10.1016/j.athoracsur.2015.03.090

PMID

26037539

Abstract

BACKGROUND: Flail chest injuries are associated with high mortality and morbidity. Despite evidence that operative repair of flail chest is beneficial, it is rarely done. We sought to create a simple risk score using available preoperative covariates to calculate individual risk of mortality in flail chest.

METHODS: A logistic regression model was trained on Ontario Trauma Registry data to generate a mortality risk score. The final model was validated for calibration and discrimination and corrected for optimism.

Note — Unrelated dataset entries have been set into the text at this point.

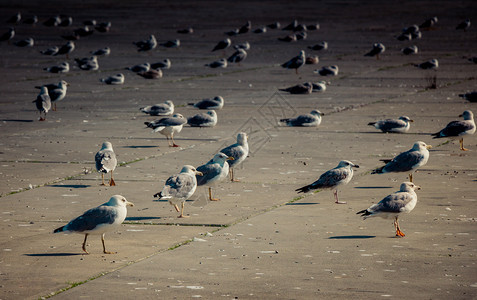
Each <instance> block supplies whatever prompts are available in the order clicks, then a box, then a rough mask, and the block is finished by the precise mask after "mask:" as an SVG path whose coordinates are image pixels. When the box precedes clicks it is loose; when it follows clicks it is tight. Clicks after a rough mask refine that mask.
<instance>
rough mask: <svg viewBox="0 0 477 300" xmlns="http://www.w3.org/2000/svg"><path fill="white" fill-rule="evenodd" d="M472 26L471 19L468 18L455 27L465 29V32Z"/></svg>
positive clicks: (456, 29)
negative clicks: (464, 20) (471, 24)
mask: <svg viewBox="0 0 477 300" xmlns="http://www.w3.org/2000/svg"><path fill="white" fill-rule="evenodd" d="M469 27H470V19H466V20H465V21H462V22H461V23H459V25H457V27H456V28H455V29H456V30H464V32H466V31H467V29H468V28H469Z"/></svg>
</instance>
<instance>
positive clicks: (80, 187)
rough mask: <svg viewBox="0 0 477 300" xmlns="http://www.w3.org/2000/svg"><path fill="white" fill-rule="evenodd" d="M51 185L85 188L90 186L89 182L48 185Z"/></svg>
mask: <svg viewBox="0 0 477 300" xmlns="http://www.w3.org/2000/svg"><path fill="white" fill-rule="evenodd" d="M49 186H51V187H65V188H72V189H85V188H87V187H90V186H91V185H89V184H64V185H63V184H52V185H49Z"/></svg>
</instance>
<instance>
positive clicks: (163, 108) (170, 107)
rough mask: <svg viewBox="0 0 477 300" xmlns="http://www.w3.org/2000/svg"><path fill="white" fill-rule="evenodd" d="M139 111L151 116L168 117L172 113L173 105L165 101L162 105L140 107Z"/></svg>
mask: <svg viewBox="0 0 477 300" xmlns="http://www.w3.org/2000/svg"><path fill="white" fill-rule="evenodd" d="M140 110H141V111H142V112H143V113H145V114H149V115H151V116H168V115H172V114H173V113H174V103H173V102H172V101H171V100H167V101H165V102H164V103H159V104H155V105H149V106H145V107H141V108H140Z"/></svg>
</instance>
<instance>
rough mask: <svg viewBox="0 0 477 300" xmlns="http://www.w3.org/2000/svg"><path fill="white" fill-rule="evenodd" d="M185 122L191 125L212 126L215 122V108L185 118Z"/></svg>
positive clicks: (203, 126)
mask: <svg viewBox="0 0 477 300" xmlns="http://www.w3.org/2000/svg"><path fill="white" fill-rule="evenodd" d="M187 124H189V125H190V126H191V127H214V126H215V125H216V124H217V113H216V112H215V110H209V111H207V112H206V113H199V114H196V115H195V116H192V117H190V118H188V119H187Z"/></svg>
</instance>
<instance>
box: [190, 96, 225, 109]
mask: <svg viewBox="0 0 477 300" xmlns="http://www.w3.org/2000/svg"><path fill="white" fill-rule="evenodd" d="M189 105H193V106H194V107H195V108H198V109H214V110H215V109H221V108H222V107H224V98H222V96H215V97H214V98H212V99H208V98H207V99H202V100H200V101H199V102H197V103H189Z"/></svg>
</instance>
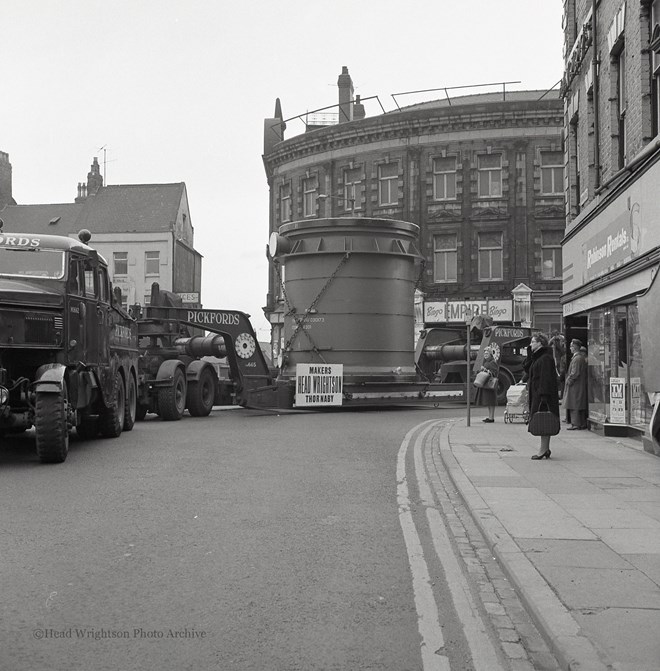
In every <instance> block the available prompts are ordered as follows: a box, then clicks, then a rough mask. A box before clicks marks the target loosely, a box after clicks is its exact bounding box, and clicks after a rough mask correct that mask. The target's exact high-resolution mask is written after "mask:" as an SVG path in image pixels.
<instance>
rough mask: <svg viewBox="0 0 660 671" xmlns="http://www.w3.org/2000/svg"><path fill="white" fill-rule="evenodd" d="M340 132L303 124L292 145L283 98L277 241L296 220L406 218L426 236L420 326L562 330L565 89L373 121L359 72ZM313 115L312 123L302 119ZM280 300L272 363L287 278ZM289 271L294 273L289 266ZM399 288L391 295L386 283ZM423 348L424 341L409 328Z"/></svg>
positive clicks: (270, 172)
mask: <svg viewBox="0 0 660 671" xmlns="http://www.w3.org/2000/svg"><path fill="white" fill-rule="evenodd" d="M338 89H339V103H338V104H337V106H336V110H338V113H337V114H336V117H335V118H334V121H335V123H333V124H332V125H314V124H313V123H309V117H304V118H305V121H307V122H308V123H306V125H305V126H301V132H300V134H298V135H292V136H291V137H288V138H285V130H286V128H287V123H286V122H287V121H289V125H290V126H291V129H290V131H293V130H295V123H291V122H290V120H287V119H285V118H284V116H283V115H282V112H281V108H280V103H279V100H278V101H277V104H276V108H275V114H274V116H273V117H272V118H269V119H266V120H265V123H264V156H263V160H264V166H265V170H266V175H267V178H268V185H269V191H270V200H269V205H270V207H269V234H270V233H273V232H278V231H279V230H280V227H282V226H283V225H286V224H289V223H291V222H296V221H310V222H311V221H314V220H316V219H328V220H336V219H337V218H339V217H350V218H358V217H368V218H377V219H393V220H399V221H407V222H411V223H414V224H416V225H417V226H419V228H420V239H419V240H418V241H417V246H418V249H419V250H420V252H421V254H422V256H423V262H424V263H423V268H422V272H421V273H420V275H419V278H418V282H417V292H416V301H415V302H416V305H415V331H417V332H418V331H419V330H420V329H421V328H424V327H425V326H438V325H449V326H451V325H455V326H458V325H460V324H465V316H466V311H467V310H468V309H469V310H471V312H472V314H475V313H486V314H490V315H492V317H493V319H494V321H495V322H496V323H504V324H517V325H523V326H532V327H535V328H538V329H539V330H542V331H546V332H552V331H555V330H557V331H558V330H560V329H561V306H560V296H561V283H562V279H561V275H562V259H561V254H562V249H561V241H562V238H563V235H564V227H565V212H564V175H563V165H564V154H563V146H562V126H563V104H562V100H561V99H560V98H559V94H558V92H557V91H513V92H512V91H500V92H499V93H484V94H478V95H468V96H463V97H458V98H451V99H450V98H447V99H444V100H436V101H432V102H426V103H421V104H415V105H412V106H409V107H404V108H402V109H397V110H396V111H392V112H385V113H379V114H377V115H376V116H371V117H367V116H365V113H364V105H363V104H362V103H361V102H360V99H359V97H358V98H355V99H353V87H352V81H351V77H350V75H349V73H348V69H347V68H346V67H344V68H343V71H342V73H341V74H340V76H339V81H338ZM299 118H303V117H299ZM270 268H271V272H270V276H269V287H268V296H267V304H266V307H265V309H264V311H265V313H266V316H267V318H268V319H269V321H270V323H271V325H272V327H273V328H272V346H273V357H274V360H277V357H278V356H279V354H280V353H281V348H282V346H283V345H284V343H285V339H284V321H285V320H284V314H285V312H286V310H287V308H286V305H285V296H284V295H283V291H282V280H283V279H284V278H282V277H281V274H282V273H281V271H280V269H279V267H278V266H277V265H276V264H272V263H271V267H270ZM285 272H286V269H285ZM384 290H386V289H384ZM410 338H411V344H412V343H413V342H414V339H415V334H414V333H411V334H410Z"/></svg>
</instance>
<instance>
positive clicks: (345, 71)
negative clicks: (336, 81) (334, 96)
mask: <svg viewBox="0 0 660 671" xmlns="http://www.w3.org/2000/svg"><path fill="white" fill-rule="evenodd" d="M337 86H338V87H339V123H344V122H346V121H353V103H352V101H353V80H352V79H351V75H349V74H348V67H347V66H345V65H344V66H343V67H342V69H341V74H340V75H339V79H338V80H337Z"/></svg>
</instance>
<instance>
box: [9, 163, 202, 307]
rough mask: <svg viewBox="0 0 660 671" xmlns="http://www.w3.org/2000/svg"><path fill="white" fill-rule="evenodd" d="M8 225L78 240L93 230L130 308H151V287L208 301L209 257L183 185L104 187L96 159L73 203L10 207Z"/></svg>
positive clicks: (196, 303)
mask: <svg viewBox="0 0 660 671" xmlns="http://www.w3.org/2000/svg"><path fill="white" fill-rule="evenodd" d="M0 217H1V218H2V219H3V221H4V230H5V231H12V232H17V233H22V232H26V233H27V232H30V233H49V234H54V235H66V236H71V237H77V235H78V231H80V229H82V228H86V229H88V230H89V231H91V233H92V240H91V242H90V244H91V245H92V246H93V247H94V248H95V249H97V250H98V252H99V253H100V254H101V255H102V256H103V257H104V258H106V259H107V261H108V264H109V271H110V276H111V279H112V282H113V285H114V286H115V287H119V288H120V289H121V291H122V300H123V303H124V306H125V307H127V306H131V305H135V304H139V305H148V303H149V298H150V295H151V285H152V283H153V282H158V283H159V285H160V288H161V289H166V290H168V291H172V292H174V293H177V294H179V295H181V297H182V298H183V300H184V302H185V303H187V304H190V305H195V306H200V305H201V282H202V255H201V254H200V253H199V252H198V251H196V250H195V248H194V229H193V226H192V223H191V218H190V208H189V205H188V195H187V191H186V185H185V183H183V182H179V183H174V184H123V185H111V186H103V177H102V175H101V173H100V169H99V163H98V160H97V159H96V158H94V160H93V163H92V165H91V167H90V171H89V173H88V175H87V181H86V182H81V183H79V184H78V195H77V196H76V198H75V201H74V202H73V203H59V204H47V205H16V204H13V205H11V204H10V205H7V206H6V207H5V208H4V209H2V210H0Z"/></svg>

RESULTS: The model uses five risk factors that are readily obtained during the initial assessment of the trauma patient: age, Glasgow Coma Score, ventilation, cardiopulmonary resuscitation, and number of comorbidities. It was determined that less than 6 points is consistent with 1% observed mortality, 6 to 10 points predicts 5% mortality, 11 to 15 points predicts 22% mortality, and 16 or more points predicts 46% mortality.

CONCLUSIONS: We have developed a simple model that can be easily applied at bedside to predict mortality in patients with flail chest by accessing a spreadsheet program in an application or other handheld computer device. This model has the potential to be a useful tool for surgeons considering operative repair of flail chest.